Michele e il suo amico avevano prenotato il volo di ritorno il 17 marzo. «Quattro giorni prima del rientro, il 13 marzo, la compagnia aerea ci ha informati della cancellazione del volo di rientro per Roma. All’inizio non sembrava una situazione irrecuperabile, perché la compagnia di volo aveva comunque rassicurato i ragazzi. «Scrissero che non ci saremmo dovuti preoccupare in quanto ci avrebbero trovato una soluzione alternativa, cambiando il giorno oppure la tratta».
In un modo o nell’altro, insomma, Michele vedeva assicurato il rientro fino a Roma.

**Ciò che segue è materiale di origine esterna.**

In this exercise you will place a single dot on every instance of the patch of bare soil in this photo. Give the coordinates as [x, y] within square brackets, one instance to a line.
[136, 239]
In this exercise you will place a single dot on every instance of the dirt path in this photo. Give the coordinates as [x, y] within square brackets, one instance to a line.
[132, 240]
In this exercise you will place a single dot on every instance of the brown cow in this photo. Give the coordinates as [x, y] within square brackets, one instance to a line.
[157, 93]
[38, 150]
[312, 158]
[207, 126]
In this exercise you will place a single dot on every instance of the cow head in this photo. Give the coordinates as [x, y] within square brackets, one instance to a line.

«Al 20 marzo, però, nessuno comunicava nulla, e quindi ci siamo messi in contatto con l’Ambasciata e con la Farnesina. Ma tuttora l’ambasciata non fornisce nessun aiuto: ripetono solo che in Colombia, come in tutto il mondo, c’è lo stato di emergenza con la chiusura di tutti gli aeroporti fino al 31 maggio. Non sono in programma voli di rientro, quindi non ci possiamo muovere in alcun modo». L’ansia intanto cresce anche a Terlizzi, a casa Di Chirico.
«Sto provando a contattare il nostro sindaco. Per ora ho il numero del governatore – racconta Michelangelo, il papà di Michele - . A tutt’oggi però, Emiliano non si è messo in contatto con Michele. Per non parlare della Farnesina: in Colombia trattano gli italiani come degli untori, mio figlio e l’amico sono stati cacciati dal primo residence che li ospitava benché avesse fatto veder loro il passaporto con data 17 febbraio. Temevano portassero contagio perché italiani».

Dall’ambasciata, intanto, una proposta era arrivata, anche se Michele non ha potuto accoglierla e spiega perché.
«In pratica ci avevano informati della possibilità di rientrare in Italia il 15 aprile con un volo straordinario attivato con partenza da Bogotà e destinazione Bruxelles – spiega Michele. - Il volo chiaramente dava priorità ai cittadini del Belgio: per tutti gli altri si procedeva al sorteggio per salire sull’aereo. Intanto - continua Michele - la cittadina dove ci troviamo dista sette ore di auto da Bogotà. Con un permesso rilasciato dall’ambasciata, ci saremmo potuti arrivare, ma il viaggio sarebbe costato 300 euro a testa. La possibilità del sorteggio per prendere il volo avveniva solo se presenti in aeroporto. E comunque, prima e a prescindere dal sorteggio, avremmo dovuto acquistare un volo che collegava Bruxelles a Roma: altri 350 euro. Abbiamo saputo che sull’aereo s’è creato posto per tre italiani, e in aeroporto se ne sono presentati nove».

Peggio della roulette russa. «Chi rimaneva a terra aveva poi obbligo di permanenza a Bogotà, in hotel oppure ostelli. E noi non potevamo permetterci di pagare il soggiorno a Bogotà. Qui stiamo evitando anche di uscire di casa, per mantenerci con i nostri risparmi, senza alcuna certezza di quando questa situazione assurda si riuscirà a sbloccare e tenendo conto dei costi elevati che sosterremo per il biglietto di ritorno. Dicono che gli aeroporti saranno riaperti dopo il 31 maggio. Sarà così? Riprenderanno anche i voli per l’Italia?».